Bueno, si hubo una persona que siguió confiando en él, doña Griselda. La señora se sorprendió de que a pesar de los rumores y de que los pasos del borrachín eran custodiados con atención extrema, él siguiera llegando con pollos, lechones y artículos de cocina.
La relación comercial entre ambos personajes terminó cuando la doña comprendió que el borrachín había descubierto su escondite en la bodega, y que cada mañana saltaba la barda de su patio trasero para elegir entre los animales que por ahí andaban o los artículos ocultos, para luego vendérselos a ella misma.
No sé si sea cierto que lo correteó varias calles con la promesa de romperle un molino de mano en la cabeza o si sólo se la rementoteó con toda la riqueza verbal de que dispusiera la señora. El caso es que su sociedad comercial se fracturó para siempre.
Esto viene a colación porque ahora que se desarrollan las campañas políticas, de pronto nos encontramos con una caricatura de esta historia verídica, sólo que llevada a un nivel macro: Miles de personas se sienten agasajadas por los regalos que reciben y quizá hasta elijan a quien dar su voto a partir de la esplendidez del candidato, sin considerar que en el mejor de los casos, esos regalos tienen como origen la mala distribución de los impuestos (se le asigna más dinero a las partidos políticos que a necesidades en salud, por ejemplo), y que también son productos de la corrupción, del desvío de recursos en las dependencias y de la venta de favores. Es decir, tienen como origen el robo y malversación de nuestros recursos, que son usados para adquirir baratijas y espejitos que luego nos obsequian con la intención de comprar nuestra voluntad y el voto.
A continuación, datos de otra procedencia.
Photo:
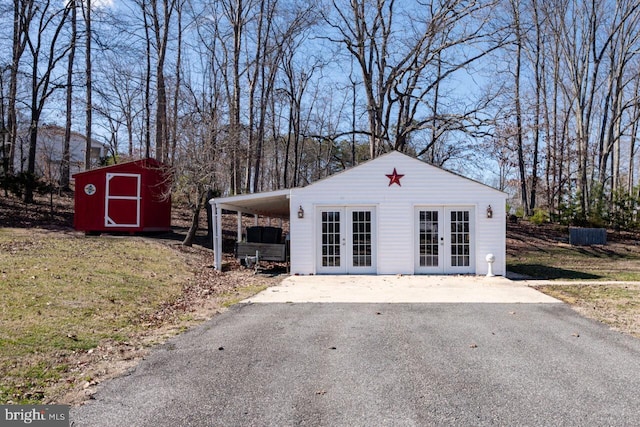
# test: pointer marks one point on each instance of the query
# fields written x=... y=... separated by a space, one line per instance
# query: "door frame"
x=108 y=222
x=445 y=239
x=346 y=239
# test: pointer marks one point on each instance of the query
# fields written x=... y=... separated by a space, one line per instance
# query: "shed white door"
x=346 y=240
x=122 y=203
x=444 y=240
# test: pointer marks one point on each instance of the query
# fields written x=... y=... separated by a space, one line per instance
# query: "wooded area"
x=540 y=99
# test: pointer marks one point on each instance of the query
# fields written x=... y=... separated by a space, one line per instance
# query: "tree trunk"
x=195 y=218
x=66 y=156
x=89 y=85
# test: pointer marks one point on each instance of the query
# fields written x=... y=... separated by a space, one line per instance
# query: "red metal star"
x=394 y=178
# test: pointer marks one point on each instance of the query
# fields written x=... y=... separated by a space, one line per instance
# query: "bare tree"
x=45 y=47
x=398 y=55
x=66 y=155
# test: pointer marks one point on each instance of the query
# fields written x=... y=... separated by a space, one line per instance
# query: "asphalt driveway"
x=284 y=364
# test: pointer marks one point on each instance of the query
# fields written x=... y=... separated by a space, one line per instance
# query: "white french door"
x=444 y=240
x=346 y=240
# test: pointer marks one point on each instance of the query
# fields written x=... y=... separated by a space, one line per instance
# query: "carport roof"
x=273 y=204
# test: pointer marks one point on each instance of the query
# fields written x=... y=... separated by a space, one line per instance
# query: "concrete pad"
x=400 y=289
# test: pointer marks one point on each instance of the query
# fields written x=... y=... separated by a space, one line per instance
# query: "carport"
x=391 y=215
x=274 y=204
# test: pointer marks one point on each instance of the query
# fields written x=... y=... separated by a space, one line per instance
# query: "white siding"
x=421 y=185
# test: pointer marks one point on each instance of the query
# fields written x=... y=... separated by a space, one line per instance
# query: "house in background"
x=391 y=215
x=49 y=152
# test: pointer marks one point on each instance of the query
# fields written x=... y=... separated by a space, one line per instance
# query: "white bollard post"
x=490 y=260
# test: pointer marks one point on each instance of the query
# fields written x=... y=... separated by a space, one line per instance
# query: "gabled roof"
x=148 y=163
x=276 y=203
x=404 y=157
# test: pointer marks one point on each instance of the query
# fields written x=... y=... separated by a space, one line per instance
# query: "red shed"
x=130 y=197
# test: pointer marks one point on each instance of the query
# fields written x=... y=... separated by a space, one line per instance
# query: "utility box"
x=128 y=197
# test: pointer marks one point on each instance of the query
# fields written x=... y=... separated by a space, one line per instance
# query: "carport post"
x=218 y=254
x=216 y=234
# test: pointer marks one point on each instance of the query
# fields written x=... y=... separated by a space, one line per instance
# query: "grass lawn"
x=67 y=294
x=617 y=305
x=543 y=253
x=72 y=307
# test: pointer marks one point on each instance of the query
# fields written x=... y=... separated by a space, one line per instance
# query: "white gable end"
x=395 y=209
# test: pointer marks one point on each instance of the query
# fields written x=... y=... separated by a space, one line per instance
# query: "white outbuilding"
x=391 y=215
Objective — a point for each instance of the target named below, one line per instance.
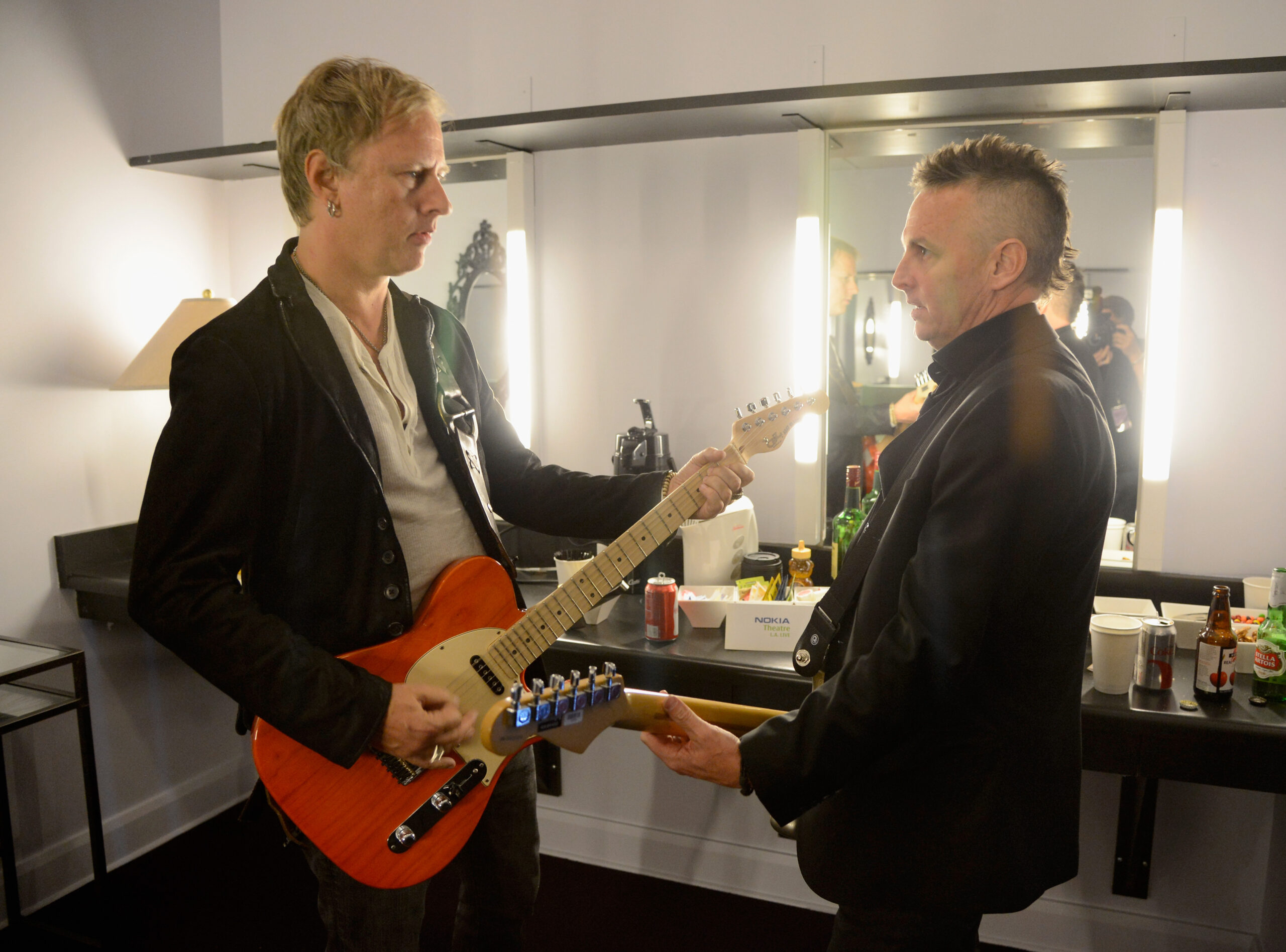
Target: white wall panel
(93, 259)
(1226, 512)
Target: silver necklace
(384, 321)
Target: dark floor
(228, 886)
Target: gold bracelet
(665, 486)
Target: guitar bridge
(403, 771)
(437, 807)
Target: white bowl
(709, 612)
(1110, 606)
(1190, 620)
(1257, 591)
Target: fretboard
(598, 580)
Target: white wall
(1226, 512)
(93, 258)
(588, 52)
(665, 273)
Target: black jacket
(939, 767)
(268, 467)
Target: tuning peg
(538, 702)
(600, 691)
(521, 713)
(561, 702)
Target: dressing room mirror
(478, 297)
(875, 352)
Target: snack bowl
(710, 608)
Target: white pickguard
(449, 663)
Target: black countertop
(1229, 744)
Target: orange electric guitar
(390, 824)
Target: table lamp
(151, 369)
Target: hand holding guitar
(708, 752)
(722, 484)
(419, 720)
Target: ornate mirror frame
(485, 255)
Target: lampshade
(151, 369)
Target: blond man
(935, 775)
(323, 445)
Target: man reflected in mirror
(849, 419)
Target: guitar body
(350, 813)
(472, 639)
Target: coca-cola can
(662, 610)
(1154, 663)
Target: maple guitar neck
(555, 615)
(647, 715)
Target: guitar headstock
(569, 713)
(764, 426)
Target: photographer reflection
(1122, 395)
(1122, 315)
(848, 419)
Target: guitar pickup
(437, 807)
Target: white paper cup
(1114, 540)
(1113, 645)
(1257, 591)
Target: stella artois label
(1270, 661)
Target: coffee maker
(647, 450)
(642, 449)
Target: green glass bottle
(846, 522)
(1271, 643)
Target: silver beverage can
(1154, 665)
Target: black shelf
(1217, 84)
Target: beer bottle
(1217, 650)
(845, 525)
(1271, 644)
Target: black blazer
(939, 767)
(268, 467)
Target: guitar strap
(461, 419)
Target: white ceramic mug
(1257, 591)
(1113, 645)
(1115, 536)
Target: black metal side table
(22, 704)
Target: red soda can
(662, 610)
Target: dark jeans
(897, 930)
(499, 878)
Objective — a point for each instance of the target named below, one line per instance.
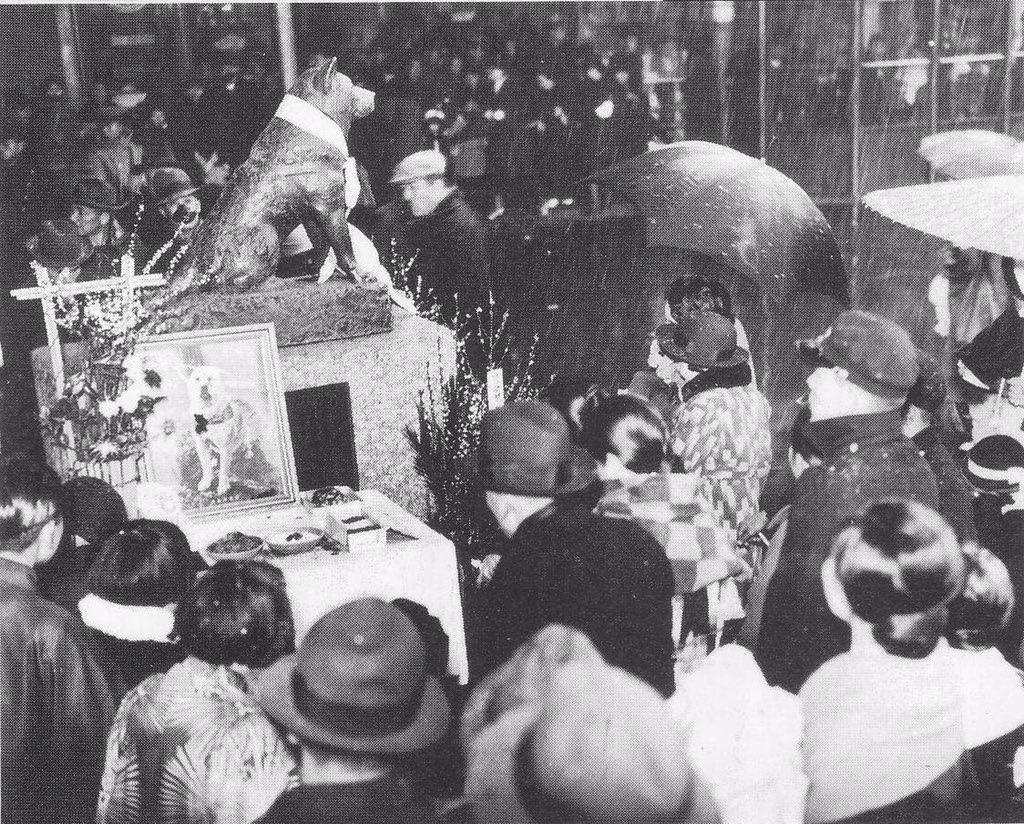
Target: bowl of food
(295, 539)
(236, 547)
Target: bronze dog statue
(296, 173)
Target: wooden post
(70, 58)
(286, 44)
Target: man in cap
(564, 564)
(357, 700)
(171, 216)
(865, 365)
(441, 234)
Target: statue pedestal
(385, 374)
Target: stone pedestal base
(385, 375)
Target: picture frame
(222, 396)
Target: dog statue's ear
(324, 78)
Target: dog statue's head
(204, 386)
(333, 93)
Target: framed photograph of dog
(220, 440)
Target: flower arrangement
(450, 409)
(100, 413)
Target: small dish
(236, 547)
(293, 541)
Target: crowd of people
(654, 641)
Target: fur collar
(127, 623)
(717, 378)
(311, 120)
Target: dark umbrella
(716, 201)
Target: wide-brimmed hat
(993, 463)
(168, 183)
(702, 340)
(95, 193)
(58, 245)
(877, 353)
(358, 683)
(526, 448)
(419, 165)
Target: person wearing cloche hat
(563, 563)
(994, 468)
(358, 700)
(864, 366)
(923, 423)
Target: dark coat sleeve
(798, 631)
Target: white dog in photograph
(222, 426)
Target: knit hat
(701, 340)
(991, 462)
(420, 165)
(58, 246)
(930, 390)
(877, 352)
(95, 193)
(526, 448)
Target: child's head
(897, 568)
(93, 510)
(31, 516)
(624, 432)
(146, 563)
(983, 609)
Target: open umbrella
(984, 213)
(973, 153)
(714, 200)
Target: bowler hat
(168, 183)
(95, 193)
(419, 165)
(526, 448)
(358, 683)
(991, 462)
(702, 340)
(58, 246)
(877, 353)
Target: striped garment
(722, 435)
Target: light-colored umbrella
(973, 153)
(985, 213)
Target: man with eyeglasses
(864, 367)
(56, 705)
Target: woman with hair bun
(993, 690)
(883, 723)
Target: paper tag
(496, 388)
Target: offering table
(417, 563)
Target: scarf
(878, 729)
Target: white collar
(311, 120)
(127, 623)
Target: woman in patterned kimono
(190, 746)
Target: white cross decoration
(49, 292)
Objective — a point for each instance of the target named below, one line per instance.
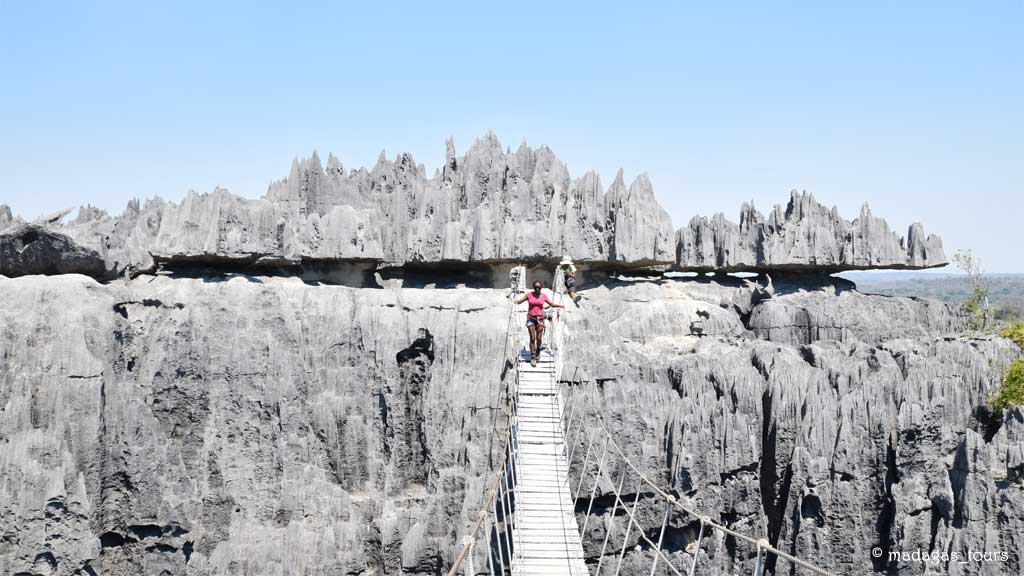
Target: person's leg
(531, 326)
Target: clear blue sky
(914, 107)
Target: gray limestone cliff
(487, 206)
(214, 386)
(803, 236)
(249, 425)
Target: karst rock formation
(308, 382)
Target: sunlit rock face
(485, 207)
(803, 236)
(244, 424)
(311, 382)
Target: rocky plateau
(310, 382)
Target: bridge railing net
(631, 535)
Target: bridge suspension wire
(582, 421)
(762, 545)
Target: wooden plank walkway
(546, 535)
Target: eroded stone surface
(487, 206)
(266, 425)
(805, 235)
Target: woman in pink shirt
(535, 318)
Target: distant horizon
(913, 108)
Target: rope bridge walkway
(527, 524)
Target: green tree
(1012, 392)
(976, 303)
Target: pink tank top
(536, 303)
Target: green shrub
(1012, 392)
(1015, 333)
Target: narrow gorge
(309, 382)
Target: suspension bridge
(550, 461)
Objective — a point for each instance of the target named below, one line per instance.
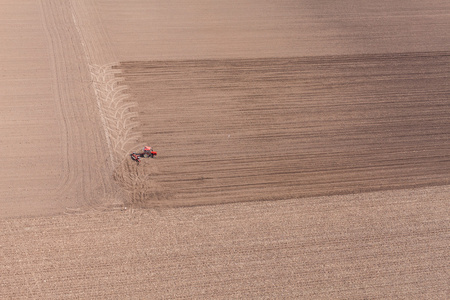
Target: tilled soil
(277, 128)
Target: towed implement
(146, 153)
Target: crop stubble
(276, 128)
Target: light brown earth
(308, 99)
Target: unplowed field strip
(277, 128)
(381, 245)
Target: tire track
(276, 128)
(118, 117)
(87, 171)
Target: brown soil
(229, 94)
(365, 246)
(265, 129)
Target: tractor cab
(148, 152)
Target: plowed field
(252, 129)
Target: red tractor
(147, 152)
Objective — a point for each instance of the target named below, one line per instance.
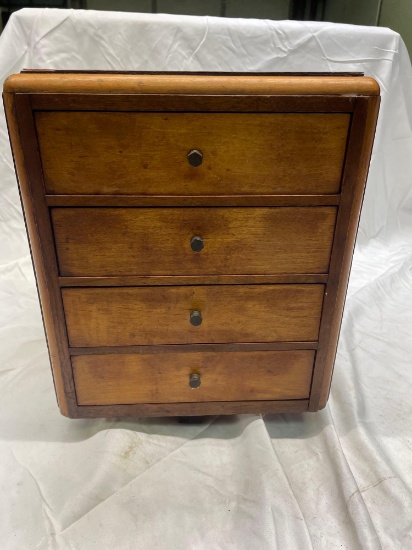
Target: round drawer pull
(195, 158)
(194, 380)
(196, 243)
(195, 318)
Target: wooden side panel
(161, 315)
(156, 241)
(356, 171)
(27, 163)
(146, 153)
(164, 378)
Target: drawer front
(147, 153)
(192, 314)
(165, 377)
(161, 241)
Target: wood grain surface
(192, 409)
(146, 153)
(161, 315)
(156, 241)
(190, 84)
(163, 378)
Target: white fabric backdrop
(340, 478)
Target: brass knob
(195, 318)
(195, 158)
(196, 243)
(194, 380)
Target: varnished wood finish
(161, 378)
(114, 227)
(194, 84)
(146, 153)
(119, 241)
(161, 315)
(193, 280)
(201, 200)
(194, 409)
(193, 103)
(186, 348)
(28, 169)
(356, 171)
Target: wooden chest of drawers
(191, 234)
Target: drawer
(192, 314)
(147, 153)
(165, 377)
(161, 241)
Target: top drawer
(131, 153)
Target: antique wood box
(191, 234)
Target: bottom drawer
(165, 377)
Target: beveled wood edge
(181, 84)
(27, 165)
(179, 348)
(190, 409)
(200, 200)
(353, 187)
(193, 103)
(201, 73)
(175, 280)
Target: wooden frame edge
(353, 187)
(191, 409)
(28, 170)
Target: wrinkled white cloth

Existen o existimos personas a quienes de pronto nos invade cierto sentimiento de superioridad, y cuando se señalan asuntos como el anterior, volteamos a ver como objeto de la compra de voluntades a gente humilde y sin recursos económicos, que son acarreados a los mítines y se comprometen a votar por un determinado partido, a cambio de despensas de hambre o de seguir recibiendo algunos beneficios públicos.
Sin embargo, no son ellos los únicos «comprados» con los recursos que bien distribuidos y administrados deberían traer beneficios reales a todos.
En esa bolsa habría que considerar a aquellos y aquellas que a cambio de un puesto en el gobierno, de la asignación de una obra o de espacios para volverse proveedores, apoyan a personajes deleznables, que evidentemente van por el poder y el beneficio económico personal. No alcanzan a comprender que mientras obtienen parcas ganancias, el mundo a su alrededor se está desmoronando, y que el dinero obtenido siempre será poco, si se toma en cuenta el pésimo estado de nuestras calles oscuras, la inseguridad en aumento que nos hace temer por el bienestar de nuestros seres queridos, la mala calidad de los servicios públicos y el desabasto sin sentido en los hospitales públicos, y los invitaría a hacerse una pregunta: ¿de verdad estoy construyendo un mundo más bonito para mis hijos?
Bueno, esa es una pregunta que podemos hacernos todos, pero como dijera una tía, «estamos hablando de quienes se dejan corromper por un poco de paga, no de nosotros que somos bien decentes». Hasta la próxima.